于是順利安裝成功:Successfully installed mazelab-0.2.0
動作
按照readme指示,查看cmake版本:
cmake --version
我是:cmake version 3.22.1
,滿足大于3.10了。
接下來是要安裝Habiat了,包含Habitat-sim和Habitat-lab,他都用的源碼安裝。我看meta的官方倉庫,Habitat-sim推薦用conda安裝,Habitat-lab要clone下來安裝。我頭鐵,就要按官方的來!
對于Habitat-sim的conda安裝,meta給了這么幾種選擇:
比較一下發現,基本都是一樣的,只有兩個區別:如果要bullet,就加上withbullet,如果沒有顯示器,就加上headless。我有顯示器,然后看原本要源碼安裝的語句python setup.py --bullet --with-cuda build_ext --parallel 8 install --cmake-args="-DUSE_SYSTEM_ASSIMP=ON"

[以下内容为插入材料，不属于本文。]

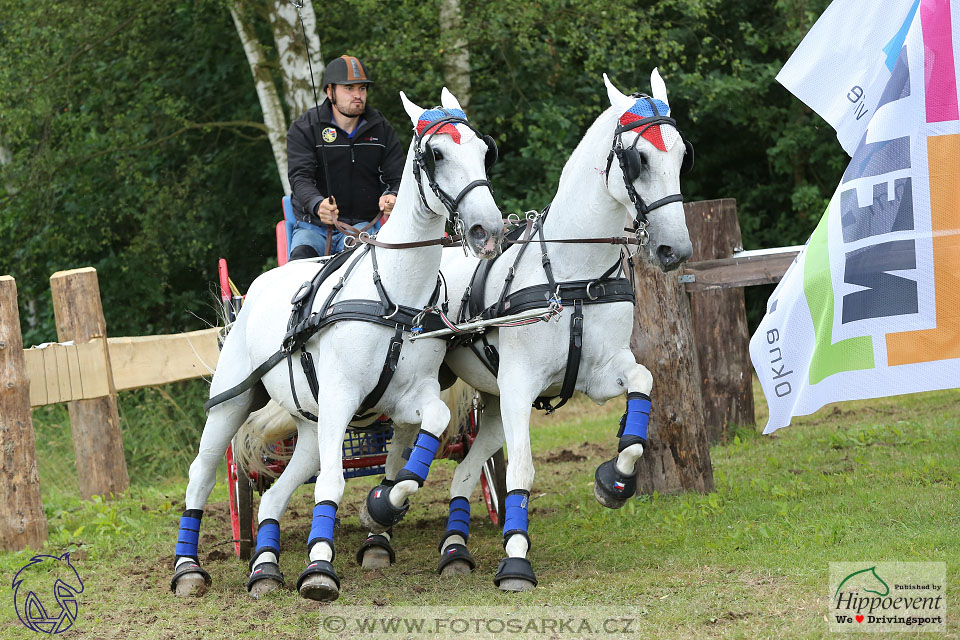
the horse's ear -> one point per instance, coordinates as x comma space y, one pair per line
618, 101
658, 87
449, 101
412, 110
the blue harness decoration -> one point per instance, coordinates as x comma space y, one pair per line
324, 519
633, 424
419, 458
189, 535
515, 515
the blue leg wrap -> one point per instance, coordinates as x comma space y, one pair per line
268, 537
459, 520
189, 535
633, 424
324, 519
515, 518
419, 458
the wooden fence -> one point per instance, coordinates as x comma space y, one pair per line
86, 368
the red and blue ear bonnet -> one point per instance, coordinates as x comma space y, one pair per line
660, 136
431, 115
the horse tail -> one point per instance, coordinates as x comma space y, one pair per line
259, 440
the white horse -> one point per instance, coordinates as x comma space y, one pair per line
630, 147
448, 155
593, 201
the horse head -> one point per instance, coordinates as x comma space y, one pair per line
644, 167
451, 158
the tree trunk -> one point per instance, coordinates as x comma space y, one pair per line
456, 56
22, 521
720, 323
298, 89
677, 457
266, 90
94, 423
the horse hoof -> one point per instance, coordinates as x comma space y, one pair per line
191, 584
456, 568
375, 558
320, 588
515, 584
263, 587
605, 498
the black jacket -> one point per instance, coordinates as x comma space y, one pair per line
361, 168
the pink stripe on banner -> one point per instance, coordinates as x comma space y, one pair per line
940, 76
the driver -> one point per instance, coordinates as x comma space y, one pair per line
354, 146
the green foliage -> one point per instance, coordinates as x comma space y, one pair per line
138, 146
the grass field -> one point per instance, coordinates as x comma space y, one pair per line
863, 481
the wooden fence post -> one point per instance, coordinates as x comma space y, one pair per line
22, 521
677, 456
720, 323
95, 423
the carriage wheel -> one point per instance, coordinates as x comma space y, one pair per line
493, 482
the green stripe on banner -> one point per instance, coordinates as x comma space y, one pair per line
828, 358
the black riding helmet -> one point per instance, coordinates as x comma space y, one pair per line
345, 70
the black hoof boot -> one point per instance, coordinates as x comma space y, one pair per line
190, 580
264, 579
376, 553
377, 514
319, 582
455, 560
612, 489
515, 574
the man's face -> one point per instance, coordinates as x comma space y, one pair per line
349, 99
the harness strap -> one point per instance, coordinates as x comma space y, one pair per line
573, 362
247, 383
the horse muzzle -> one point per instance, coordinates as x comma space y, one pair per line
482, 242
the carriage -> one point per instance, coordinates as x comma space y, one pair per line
364, 451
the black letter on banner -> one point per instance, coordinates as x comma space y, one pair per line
883, 216
887, 295
883, 157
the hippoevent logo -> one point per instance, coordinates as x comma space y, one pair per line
885, 597
46, 594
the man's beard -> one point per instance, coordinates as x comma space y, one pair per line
348, 108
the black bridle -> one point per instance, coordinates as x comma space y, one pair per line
428, 164
631, 164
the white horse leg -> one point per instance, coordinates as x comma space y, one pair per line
265, 575
616, 479
376, 552
319, 581
455, 558
386, 505
515, 572
222, 424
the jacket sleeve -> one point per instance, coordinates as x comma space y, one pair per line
393, 160
302, 165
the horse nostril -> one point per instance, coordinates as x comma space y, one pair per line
666, 255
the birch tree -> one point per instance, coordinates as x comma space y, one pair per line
456, 59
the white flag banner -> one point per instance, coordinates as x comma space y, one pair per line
871, 306
842, 66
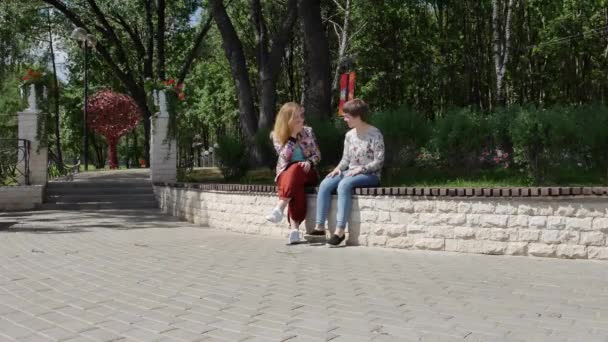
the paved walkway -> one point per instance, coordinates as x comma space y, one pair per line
141, 276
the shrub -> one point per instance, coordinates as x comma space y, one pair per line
232, 156
542, 138
405, 132
330, 138
263, 143
459, 137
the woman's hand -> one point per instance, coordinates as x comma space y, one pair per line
305, 165
335, 172
354, 172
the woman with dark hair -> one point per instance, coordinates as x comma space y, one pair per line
360, 166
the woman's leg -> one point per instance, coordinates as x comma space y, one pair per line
324, 199
286, 183
297, 205
345, 197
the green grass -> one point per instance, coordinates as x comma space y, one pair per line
416, 177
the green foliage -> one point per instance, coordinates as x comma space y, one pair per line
405, 132
232, 156
541, 137
459, 137
330, 138
264, 145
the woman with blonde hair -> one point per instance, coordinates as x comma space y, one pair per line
298, 155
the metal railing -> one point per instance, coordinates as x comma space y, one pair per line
15, 162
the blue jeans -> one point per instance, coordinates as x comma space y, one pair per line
344, 186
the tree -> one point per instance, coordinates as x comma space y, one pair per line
317, 89
127, 46
501, 29
112, 115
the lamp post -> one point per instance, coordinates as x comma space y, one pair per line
88, 41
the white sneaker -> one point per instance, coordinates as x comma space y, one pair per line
276, 215
294, 237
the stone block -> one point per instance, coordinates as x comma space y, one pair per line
400, 242
537, 222
518, 221
528, 235
560, 236
403, 205
464, 233
592, 238
432, 244
541, 249
575, 223
516, 248
465, 207
447, 206
600, 253
482, 208
571, 251
600, 224
499, 221
424, 206
440, 232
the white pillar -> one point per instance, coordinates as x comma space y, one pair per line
38, 155
163, 153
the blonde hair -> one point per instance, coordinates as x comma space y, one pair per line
282, 130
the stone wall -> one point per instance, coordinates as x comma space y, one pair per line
21, 197
558, 226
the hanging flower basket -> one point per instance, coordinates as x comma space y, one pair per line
34, 94
34, 89
173, 95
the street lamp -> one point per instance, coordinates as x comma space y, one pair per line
88, 41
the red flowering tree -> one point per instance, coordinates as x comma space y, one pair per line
112, 115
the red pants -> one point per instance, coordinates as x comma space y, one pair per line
291, 184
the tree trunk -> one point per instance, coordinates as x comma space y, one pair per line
160, 39
236, 57
269, 62
56, 97
501, 28
317, 99
343, 43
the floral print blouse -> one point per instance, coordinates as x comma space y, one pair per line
307, 142
363, 150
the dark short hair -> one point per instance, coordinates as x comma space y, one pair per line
356, 107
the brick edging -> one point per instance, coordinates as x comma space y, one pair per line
415, 191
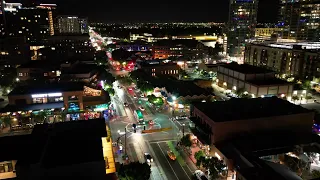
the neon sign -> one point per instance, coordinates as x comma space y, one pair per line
46, 95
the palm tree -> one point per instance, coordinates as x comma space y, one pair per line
7, 121
295, 98
308, 97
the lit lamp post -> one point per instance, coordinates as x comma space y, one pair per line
183, 129
174, 103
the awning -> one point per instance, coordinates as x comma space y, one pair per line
33, 107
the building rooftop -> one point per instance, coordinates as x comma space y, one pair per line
64, 143
190, 43
41, 65
156, 63
246, 68
80, 68
292, 45
47, 88
256, 108
271, 81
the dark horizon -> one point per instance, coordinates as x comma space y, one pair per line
179, 11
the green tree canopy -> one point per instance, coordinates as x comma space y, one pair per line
186, 141
134, 171
198, 155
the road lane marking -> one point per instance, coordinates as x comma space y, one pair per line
157, 162
167, 161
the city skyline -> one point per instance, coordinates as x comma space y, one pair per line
127, 11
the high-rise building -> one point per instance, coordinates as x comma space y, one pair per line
2, 19
84, 25
300, 19
34, 23
241, 25
68, 25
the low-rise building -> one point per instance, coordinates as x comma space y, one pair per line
287, 59
223, 120
56, 152
165, 49
38, 69
72, 96
252, 136
257, 81
158, 68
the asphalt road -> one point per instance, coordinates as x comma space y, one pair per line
138, 144
172, 168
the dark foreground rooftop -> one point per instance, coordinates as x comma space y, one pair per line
246, 68
239, 109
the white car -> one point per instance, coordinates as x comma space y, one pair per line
200, 175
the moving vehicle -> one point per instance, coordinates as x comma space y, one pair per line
148, 158
200, 175
139, 116
151, 122
171, 155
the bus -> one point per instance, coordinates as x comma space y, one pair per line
139, 116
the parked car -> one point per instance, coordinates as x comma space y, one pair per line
200, 175
148, 158
171, 155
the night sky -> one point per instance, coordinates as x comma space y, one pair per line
158, 11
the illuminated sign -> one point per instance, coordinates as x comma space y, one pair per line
46, 95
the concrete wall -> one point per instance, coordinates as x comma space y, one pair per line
91, 170
295, 123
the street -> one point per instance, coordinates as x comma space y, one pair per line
154, 143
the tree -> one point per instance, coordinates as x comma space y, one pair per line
105, 76
295, 98
134, 171
7, 121
306, 85
124, 80
111, 91
215, 167
315, 174
308, 97
198, 155
145, 87
186, 141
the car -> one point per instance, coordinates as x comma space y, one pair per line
171, 155
151, 122
148, 158
200, 175
141, 108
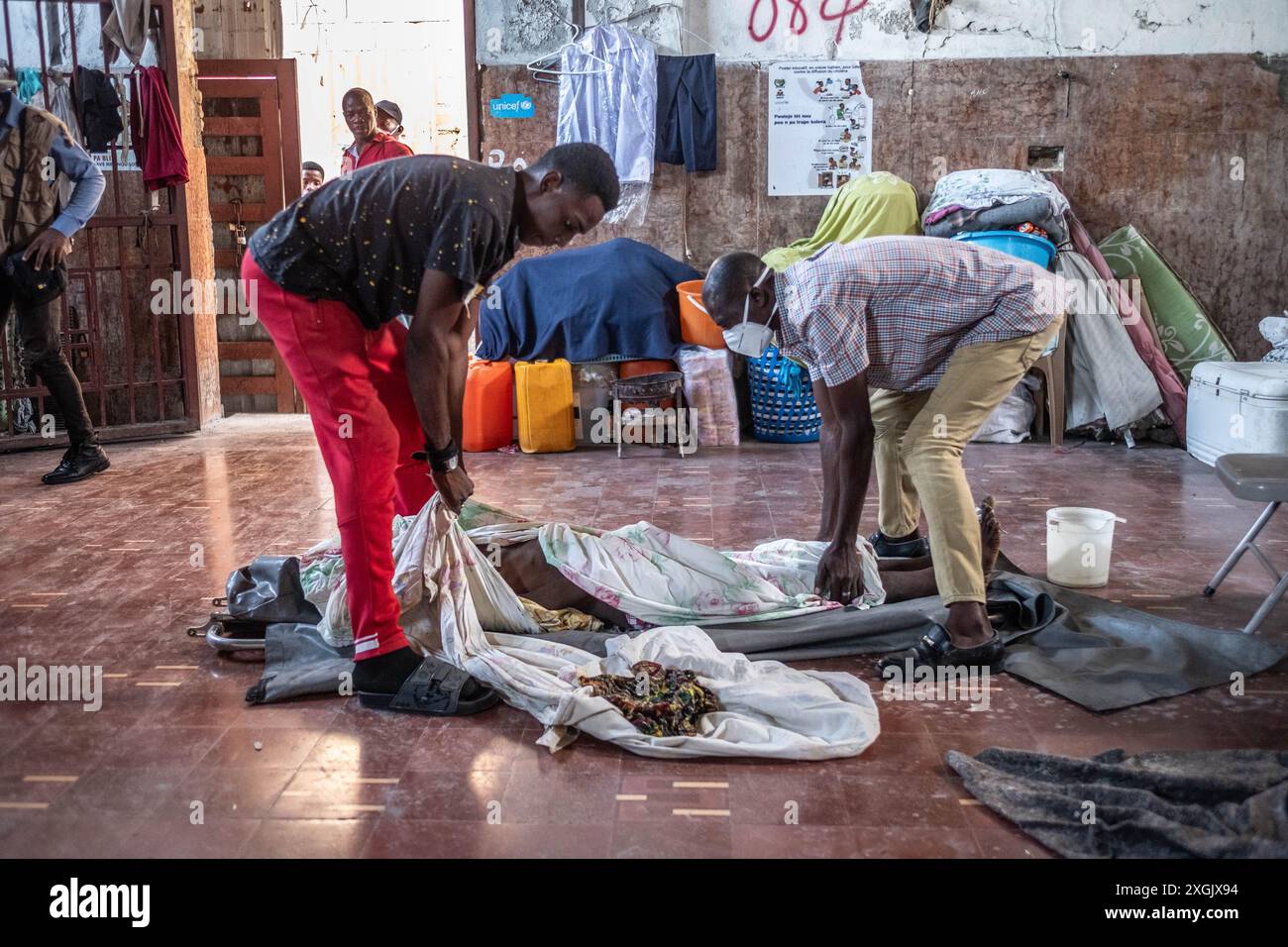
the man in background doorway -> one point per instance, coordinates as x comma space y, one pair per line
389, 119
370, 145
312, 176
35, 150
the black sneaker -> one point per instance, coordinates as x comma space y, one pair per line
77, 464
910, 549
936, 648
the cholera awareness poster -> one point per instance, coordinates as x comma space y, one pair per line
819, 127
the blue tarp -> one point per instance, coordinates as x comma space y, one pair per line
609, 299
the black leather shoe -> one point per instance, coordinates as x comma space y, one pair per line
936, 648
885, 549
77, 464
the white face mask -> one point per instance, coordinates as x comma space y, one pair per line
751, 339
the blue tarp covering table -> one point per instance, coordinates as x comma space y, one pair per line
609, 299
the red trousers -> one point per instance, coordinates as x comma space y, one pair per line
355, 382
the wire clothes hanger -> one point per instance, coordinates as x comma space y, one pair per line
541, 72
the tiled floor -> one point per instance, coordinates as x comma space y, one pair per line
112, 573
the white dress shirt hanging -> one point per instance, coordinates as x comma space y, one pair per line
614, 108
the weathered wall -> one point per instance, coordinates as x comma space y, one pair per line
1147, 141
514, 31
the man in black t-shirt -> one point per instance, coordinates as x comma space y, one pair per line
327, 277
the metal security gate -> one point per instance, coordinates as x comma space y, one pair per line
137, 368
252, 138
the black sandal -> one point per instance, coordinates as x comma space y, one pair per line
434, 688
936, 648
909, 549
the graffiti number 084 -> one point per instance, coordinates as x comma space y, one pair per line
798, 20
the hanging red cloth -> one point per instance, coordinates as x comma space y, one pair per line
155, 131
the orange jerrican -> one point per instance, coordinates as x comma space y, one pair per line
487, 415
696, 326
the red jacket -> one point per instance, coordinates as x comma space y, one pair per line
378, 149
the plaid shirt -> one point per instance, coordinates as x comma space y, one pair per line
900, 307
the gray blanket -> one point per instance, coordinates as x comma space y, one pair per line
1095, 652
1171, 804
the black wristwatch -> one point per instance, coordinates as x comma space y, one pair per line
445, 459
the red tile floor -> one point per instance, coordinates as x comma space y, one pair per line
112, 571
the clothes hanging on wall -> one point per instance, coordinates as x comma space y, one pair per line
687, 111
98, 107
29, 84
612, 106
128, 27
155, 131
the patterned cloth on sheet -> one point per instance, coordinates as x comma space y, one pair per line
660, 701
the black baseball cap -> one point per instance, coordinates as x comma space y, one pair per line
390, 108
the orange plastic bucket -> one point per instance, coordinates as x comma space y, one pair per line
697, 328
487, 416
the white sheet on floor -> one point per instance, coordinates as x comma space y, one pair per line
768, 709
1010, 421
1107, 377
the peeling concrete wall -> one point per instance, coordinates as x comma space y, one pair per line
1147, 141
514, 31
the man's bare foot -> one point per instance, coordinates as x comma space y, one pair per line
990, 535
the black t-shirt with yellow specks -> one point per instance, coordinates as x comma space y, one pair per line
368, 240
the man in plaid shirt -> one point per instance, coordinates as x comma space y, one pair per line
911, 342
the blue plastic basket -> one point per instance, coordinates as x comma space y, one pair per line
782, 402
1026, 247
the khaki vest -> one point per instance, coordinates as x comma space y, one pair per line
38, 204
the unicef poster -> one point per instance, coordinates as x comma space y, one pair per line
819, 127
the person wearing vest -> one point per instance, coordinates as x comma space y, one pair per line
370, 145
33, 223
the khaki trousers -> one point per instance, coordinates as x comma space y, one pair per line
919, 437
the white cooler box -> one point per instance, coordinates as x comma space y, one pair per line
1236, 407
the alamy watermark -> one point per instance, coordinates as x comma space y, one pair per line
219, 295
72, 684
905, 682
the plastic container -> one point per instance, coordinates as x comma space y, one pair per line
545, 406
487, 415
697, 328
1236, 407
782, 402
1026, 247
1080, 541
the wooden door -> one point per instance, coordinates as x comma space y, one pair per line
253, 163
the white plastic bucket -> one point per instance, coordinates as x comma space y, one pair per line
1080, 541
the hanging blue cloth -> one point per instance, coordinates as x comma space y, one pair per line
29, 84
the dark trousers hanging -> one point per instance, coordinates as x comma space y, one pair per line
687, 111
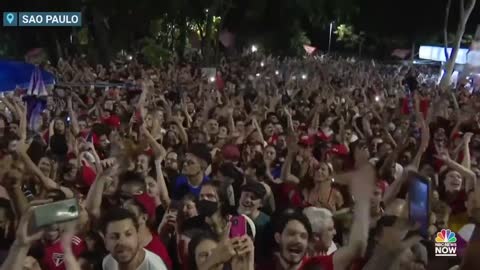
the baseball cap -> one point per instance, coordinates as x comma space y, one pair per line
201, 151
255, 188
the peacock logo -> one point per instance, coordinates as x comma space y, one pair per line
446, 236
445, 243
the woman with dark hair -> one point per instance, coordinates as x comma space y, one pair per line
454, 184
319, 192
200, 248
208, 252
57, 139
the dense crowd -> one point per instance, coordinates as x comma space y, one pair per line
266, 163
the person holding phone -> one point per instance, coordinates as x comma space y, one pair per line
142, 206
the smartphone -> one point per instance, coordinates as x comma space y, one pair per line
56, 212
419, 194
238, 227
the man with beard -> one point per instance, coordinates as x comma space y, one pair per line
197, 159
292, 233
251, 200
120, 228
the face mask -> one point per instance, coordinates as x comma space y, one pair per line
207, 208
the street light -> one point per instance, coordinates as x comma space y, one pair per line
330, 37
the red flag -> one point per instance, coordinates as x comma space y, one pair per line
227, 39
401, 53
309, 49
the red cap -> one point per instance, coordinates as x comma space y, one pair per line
231, 152
323, 137
338, 149
306, 140
148, 203
88, 175
383, 185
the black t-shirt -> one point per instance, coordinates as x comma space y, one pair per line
58, 146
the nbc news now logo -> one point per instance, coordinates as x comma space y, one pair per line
445, 244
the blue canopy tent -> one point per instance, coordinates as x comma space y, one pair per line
15, 75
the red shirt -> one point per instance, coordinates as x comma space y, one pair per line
113, 121
156, 246
53, 253
286, 195
325, 261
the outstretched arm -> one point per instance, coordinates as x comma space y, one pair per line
361, 185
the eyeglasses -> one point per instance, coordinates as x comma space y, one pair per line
189, 162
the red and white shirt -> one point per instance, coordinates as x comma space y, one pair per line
53, 253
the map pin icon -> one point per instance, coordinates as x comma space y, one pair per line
10, 18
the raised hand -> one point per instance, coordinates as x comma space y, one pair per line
22, 236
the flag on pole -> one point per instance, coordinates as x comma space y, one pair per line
227, 38
309, 49
401, 53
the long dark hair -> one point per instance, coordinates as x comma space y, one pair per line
196, 240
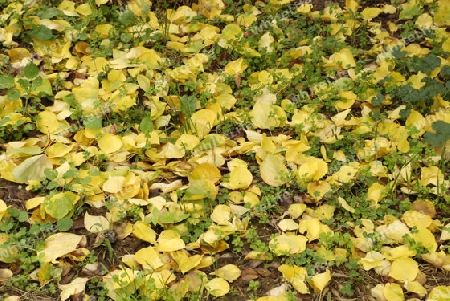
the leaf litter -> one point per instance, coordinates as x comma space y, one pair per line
127, 136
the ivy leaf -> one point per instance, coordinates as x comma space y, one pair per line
188, 105
146, 125
41, 33
13, 94
426, 64
127, 18
64, 224
442, 133
49, 13
30, 70
93, 123
6, 81
445, 71
59, 205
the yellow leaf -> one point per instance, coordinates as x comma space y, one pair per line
84, 9
318, 189
373, 259
296, 210
404, 269
3, 208
288, 225
189, 262
414, 218
5, 275
187, 142
230, 33
235, 67
296, 276
114, 184
221, 215
345, 205
273, 170
47, 123
203, 121
77, 286
425, 237
398, 252
393, 292
265, 115
218, 287
205, 171
346, 174
144, 232
110, 143
370, 12
170, 241
96, 223
415, 287
442, 13
439, 293
149, 258
288, 244
58, 245
313, 169
320, 281
431, 175
312, 226
58, 150
415, 119
394, 231
344, 57
266, 42
445, 234
240, 178
103, 30
229, 272
376, 192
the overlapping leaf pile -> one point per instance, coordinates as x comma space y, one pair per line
190, 118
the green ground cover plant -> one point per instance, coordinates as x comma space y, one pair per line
224, 150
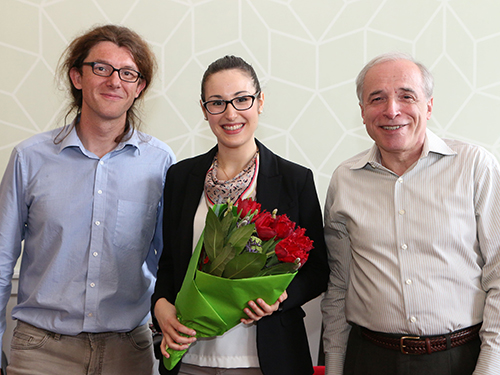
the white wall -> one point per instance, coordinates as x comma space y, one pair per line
306, 52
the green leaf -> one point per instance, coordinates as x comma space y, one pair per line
278, 269
217, 266
244, 265
240, 236
214, 236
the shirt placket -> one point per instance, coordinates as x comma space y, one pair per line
96, 244
404, 250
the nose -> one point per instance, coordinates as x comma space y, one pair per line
392, 108
230, 113
114, 79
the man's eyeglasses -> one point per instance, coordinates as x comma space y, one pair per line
106, 70
240, 103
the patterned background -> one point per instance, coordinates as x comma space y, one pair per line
306, 52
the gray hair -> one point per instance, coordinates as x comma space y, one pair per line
427, 80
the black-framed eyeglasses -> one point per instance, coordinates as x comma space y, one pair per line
106, 70
240, 103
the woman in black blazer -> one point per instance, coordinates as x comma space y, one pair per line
231, 90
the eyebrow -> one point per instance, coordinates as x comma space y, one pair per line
405, 89
123, 67
239, 93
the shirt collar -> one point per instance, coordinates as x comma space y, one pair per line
432, 143
72, 140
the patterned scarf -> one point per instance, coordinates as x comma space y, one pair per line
241, 186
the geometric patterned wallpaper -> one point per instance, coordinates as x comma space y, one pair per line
307, 54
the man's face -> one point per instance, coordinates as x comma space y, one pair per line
107, 98
395, 109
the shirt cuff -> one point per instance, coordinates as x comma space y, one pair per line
334, 363
488, 363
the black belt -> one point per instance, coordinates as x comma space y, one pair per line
408, 344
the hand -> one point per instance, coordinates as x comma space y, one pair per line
261, 308
166, 315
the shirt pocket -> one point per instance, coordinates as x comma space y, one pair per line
135, 225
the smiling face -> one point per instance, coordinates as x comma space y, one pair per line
106, 98
395, 109
233, 129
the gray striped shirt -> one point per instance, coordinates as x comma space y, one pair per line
415, 254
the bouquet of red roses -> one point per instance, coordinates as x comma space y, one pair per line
243, 254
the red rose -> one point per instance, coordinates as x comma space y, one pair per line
264, 225
295, 246
246, 207
283, 226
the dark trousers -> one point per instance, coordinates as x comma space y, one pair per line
366, 358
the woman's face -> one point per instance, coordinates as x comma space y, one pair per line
233, 128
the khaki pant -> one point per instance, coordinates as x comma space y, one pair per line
40, 352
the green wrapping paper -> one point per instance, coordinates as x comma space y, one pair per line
212, 305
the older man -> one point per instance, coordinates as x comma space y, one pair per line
413, 231
87, 201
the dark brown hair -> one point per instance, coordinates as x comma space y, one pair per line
226, 63
78, 50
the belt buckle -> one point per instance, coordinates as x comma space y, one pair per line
403, 346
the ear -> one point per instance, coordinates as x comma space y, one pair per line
362, 112
76, 78
261, 102
430, 105
140, 87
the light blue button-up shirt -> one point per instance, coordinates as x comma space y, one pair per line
92, 231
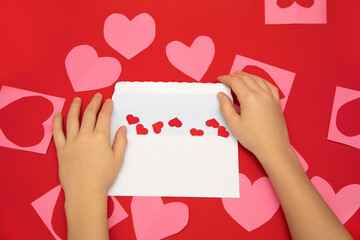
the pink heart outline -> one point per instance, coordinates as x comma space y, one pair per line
87, 71
257, 203
155, 220
344, 203
195, 60
342, 96
9, 95
127, 37
44, 206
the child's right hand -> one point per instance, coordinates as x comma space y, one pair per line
260, 127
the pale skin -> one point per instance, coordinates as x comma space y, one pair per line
88, 165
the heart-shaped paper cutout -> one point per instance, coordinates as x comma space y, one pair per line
88, 72
255, 70
222, 132
157, 127
132, 119
196, 132
175, 122
141, 130
45, 206
129, 37
344, 203
348, 118
212, 123
195, 60
155, 220
288, 3
257, 203
21, 121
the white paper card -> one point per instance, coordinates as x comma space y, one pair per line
173, 162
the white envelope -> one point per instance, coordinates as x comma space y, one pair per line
173, 162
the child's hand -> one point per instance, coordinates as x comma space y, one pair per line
87, 162
260, 127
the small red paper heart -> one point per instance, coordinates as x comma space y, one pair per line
288, 3
131, 119
255, 70
222, 132
196, 132
175, 122
157, 127
212, 123
141, 130
21, 121
348, 118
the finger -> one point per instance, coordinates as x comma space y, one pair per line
89, 118
258, 80
251, 83
228, 110
58, 133
237, 85
104, 118
273, 89
72, 122
120, 144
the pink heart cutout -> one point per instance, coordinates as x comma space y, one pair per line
88, 72
257, 203
129, 37
195, 60
45, 205
155, 220
344, 203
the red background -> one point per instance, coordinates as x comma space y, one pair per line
35, 37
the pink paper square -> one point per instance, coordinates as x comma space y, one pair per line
9, 95
295, 13
283, 78
45, 205
342, 96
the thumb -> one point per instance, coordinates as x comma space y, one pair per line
120, 144
228, 110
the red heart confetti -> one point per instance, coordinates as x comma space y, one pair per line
157, 127
255, 70
141, 130
175, 122
21, 120
196, 132
131, 119
348, 118
288, 3
212, 123
222, 132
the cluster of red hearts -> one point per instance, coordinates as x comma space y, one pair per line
175, 122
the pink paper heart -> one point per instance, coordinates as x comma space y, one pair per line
344, 203
45, 205
88, 72
195, 60
257, 203
154, 220
129, 37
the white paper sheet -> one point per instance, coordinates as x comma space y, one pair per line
173, 162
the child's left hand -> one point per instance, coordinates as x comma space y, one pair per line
87, 162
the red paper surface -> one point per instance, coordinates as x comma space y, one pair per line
36, 37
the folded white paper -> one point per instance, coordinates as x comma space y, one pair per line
178, 141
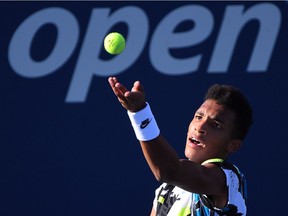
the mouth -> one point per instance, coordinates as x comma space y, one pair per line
195, 142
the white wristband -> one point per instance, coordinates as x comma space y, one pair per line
144, 124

也有bullet的字眼,最后habitat-lab的安裝要求中也要求執行conda install habitat-sim withbullet -c conda-forge -c aihabitat
,于是我選擇執行:
conda install habitat-sim withbullet -c conda-forge -c aihabitat
結果是他一直卡在種地方循環,我只能結束掉他:
Collecting package metadata (current_repodata.json): done
Solving environment: unsuccessful initial attempt using frozen solve. Retrying with flexible solve.
Solving environment: unsuccessful attempt using repodata from current_repodata.json, retrying with next repodata source.
Collecting package metadata (repodata.json): done
Solving environment: unsuccessful initial attempt using frozen solve. Retrying with flexible solve.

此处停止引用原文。